In the end, neither player had a substantial impact on this game and the rule was not overly abused. However, from a purely optical perspective, the league now has serious egg on its face. The rule that was sold as a way to reward players who have invested years of service into Canadian communities has instead advantaged lesser-known youngsters and has made the sport less digestible for new fans and — perhaps more importantly — bettors.
Nobody should be happy with the way this has turned out and the league needs to step in and kill this rule quickly.
Beating a Dead Horse
Another matchup between B.C.’s questionable run defence and Calgary’s ferocious rushing attack has come and gone, and neither Ka’Deem Carey nor Peyton Logan had any meaningful impact on the game.

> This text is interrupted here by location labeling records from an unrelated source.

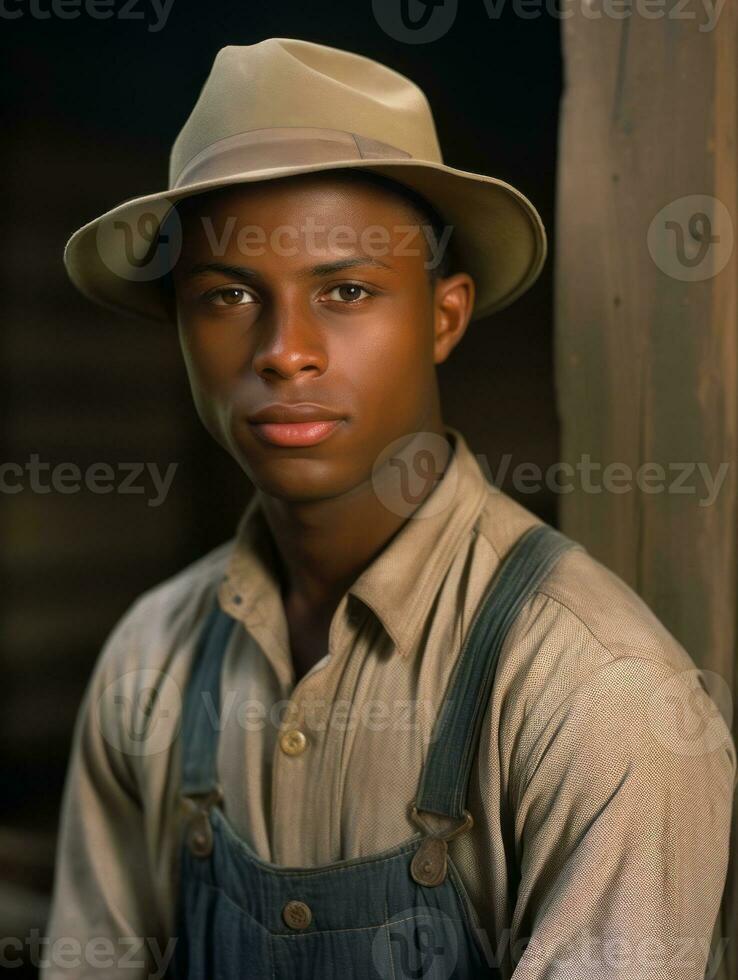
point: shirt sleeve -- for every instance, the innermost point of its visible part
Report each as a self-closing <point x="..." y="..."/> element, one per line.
<point x="622" y="823"/>
<point x="103" y="919"/>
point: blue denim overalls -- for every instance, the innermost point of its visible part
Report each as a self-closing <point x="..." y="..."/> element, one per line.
<point x="402" y="913"/>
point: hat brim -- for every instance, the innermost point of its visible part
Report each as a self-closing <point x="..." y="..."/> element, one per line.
<point x="498" y="236"/>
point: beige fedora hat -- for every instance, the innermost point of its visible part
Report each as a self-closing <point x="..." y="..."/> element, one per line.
<point x="286" y="106"/>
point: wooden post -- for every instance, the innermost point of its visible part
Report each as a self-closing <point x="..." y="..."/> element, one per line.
<point x="646" y="322"/>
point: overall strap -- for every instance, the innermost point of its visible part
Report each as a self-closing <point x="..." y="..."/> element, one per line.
<point x="201" y="720"/>
<point x="445" y="778"/>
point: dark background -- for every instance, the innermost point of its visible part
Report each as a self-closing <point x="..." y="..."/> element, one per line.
<point x="92" y="108"/>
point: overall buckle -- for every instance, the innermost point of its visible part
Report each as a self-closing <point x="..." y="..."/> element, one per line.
<point x="430" y="863"/>
<point x="199" y="832"/>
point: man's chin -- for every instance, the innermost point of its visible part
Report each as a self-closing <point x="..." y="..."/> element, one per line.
<point x="300" y="480"/>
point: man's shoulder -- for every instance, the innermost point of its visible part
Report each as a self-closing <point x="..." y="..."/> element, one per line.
<point x="162" y="620"/>
<point x="583" y="614"/>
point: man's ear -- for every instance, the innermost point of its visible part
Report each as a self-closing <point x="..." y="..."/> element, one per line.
<point x="169" y="296"/>
<point x="453" y="302"/>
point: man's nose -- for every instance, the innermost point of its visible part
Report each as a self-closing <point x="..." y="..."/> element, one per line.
<point x="289" y="342"/>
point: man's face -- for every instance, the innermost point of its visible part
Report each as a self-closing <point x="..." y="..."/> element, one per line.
<point x="284" y="315"/>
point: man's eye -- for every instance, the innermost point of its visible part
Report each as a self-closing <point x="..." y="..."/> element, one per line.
<point x="348" y="292"/>
<point x="230" y="296"/>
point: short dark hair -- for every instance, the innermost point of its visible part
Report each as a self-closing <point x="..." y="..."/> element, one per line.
<point x="424" y="211"/>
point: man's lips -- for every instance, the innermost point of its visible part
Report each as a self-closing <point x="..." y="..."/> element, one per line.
<point x="296" y="424"/>
<point x="295" y="433"/>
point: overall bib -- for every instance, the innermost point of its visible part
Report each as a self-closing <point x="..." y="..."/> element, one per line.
<point x="402" y="913"/>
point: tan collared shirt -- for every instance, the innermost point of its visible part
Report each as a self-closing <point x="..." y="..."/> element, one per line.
<point x="601" y="792"/>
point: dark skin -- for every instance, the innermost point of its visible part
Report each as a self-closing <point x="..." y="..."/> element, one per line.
<point x="363" y="340"/>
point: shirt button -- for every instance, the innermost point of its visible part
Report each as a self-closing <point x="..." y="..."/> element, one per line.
<point x="297" y="915"/>
<point x="293" y="743"/>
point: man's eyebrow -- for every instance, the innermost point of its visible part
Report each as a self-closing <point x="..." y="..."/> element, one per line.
<point x="327" y="268"/>
<point x="315" y="271"/>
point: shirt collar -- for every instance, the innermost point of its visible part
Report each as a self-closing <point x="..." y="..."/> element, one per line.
<point x="399" y="586"/>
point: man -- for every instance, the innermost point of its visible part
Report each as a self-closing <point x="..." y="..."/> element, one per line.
<point x="398" y="727"/>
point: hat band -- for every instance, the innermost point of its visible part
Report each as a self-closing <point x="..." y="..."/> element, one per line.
<point x="282" y="146"/>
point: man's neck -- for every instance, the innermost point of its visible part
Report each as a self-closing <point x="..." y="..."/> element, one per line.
<point x="324" y="545"/>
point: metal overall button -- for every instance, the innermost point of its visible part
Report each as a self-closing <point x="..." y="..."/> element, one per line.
<point x="199" y="833"/>
<point x="297" y="915"/>
<point x="430" y="862"/>
<point x="293" y="742"/>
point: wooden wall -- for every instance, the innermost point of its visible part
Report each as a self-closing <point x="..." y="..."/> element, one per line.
<point x="645" y="323"/>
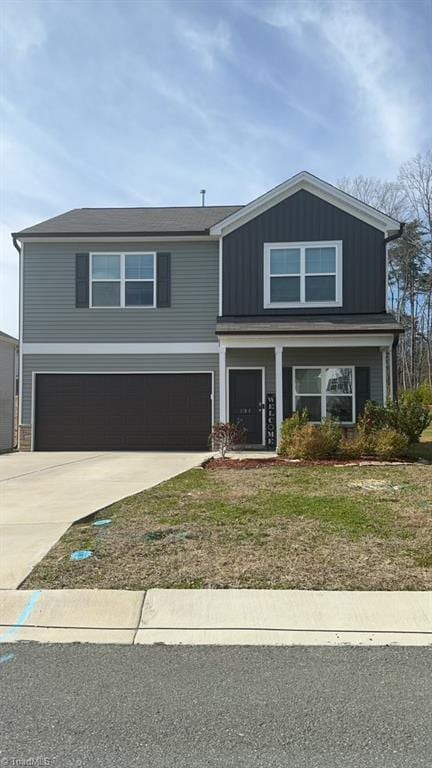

The Lions couldn’t effectively stop either one — Carey averaged six yards per carry and Logan managed 11.3 — but the Stamps were held to 93 total rushing yards because B.C. played with the lead the entire game. It is yet another data point in the growing mountain of evidence that a strong running game doesn’t help you win games, at least not against competent offensive opponents.
First Time in the Saddle
A family wedding took me to Calgary this weekend and allowed me to cover the Lions’ season opener in person. It was my first experience covering a road game and my first time visiting McMahon Stadium.
I have to say that I was pleasantly surprised by the size of the crowd after having previously voiced my concerns about their dwindling attendance. Just under 18,000 were reported to be in the seats and the atmosphere was pretty good.
The stadium, on the other hand, can only be described as archaic — not the Fenway of the CFL as my colleague Ryan Ballantine has insisted — and the game day production left lots to be desired, with musical acts that verged on tone-deaf. The bones are still good in Calgary, but the franchise desperately needs a revitalized product and venue. Until then, I will remain concerned.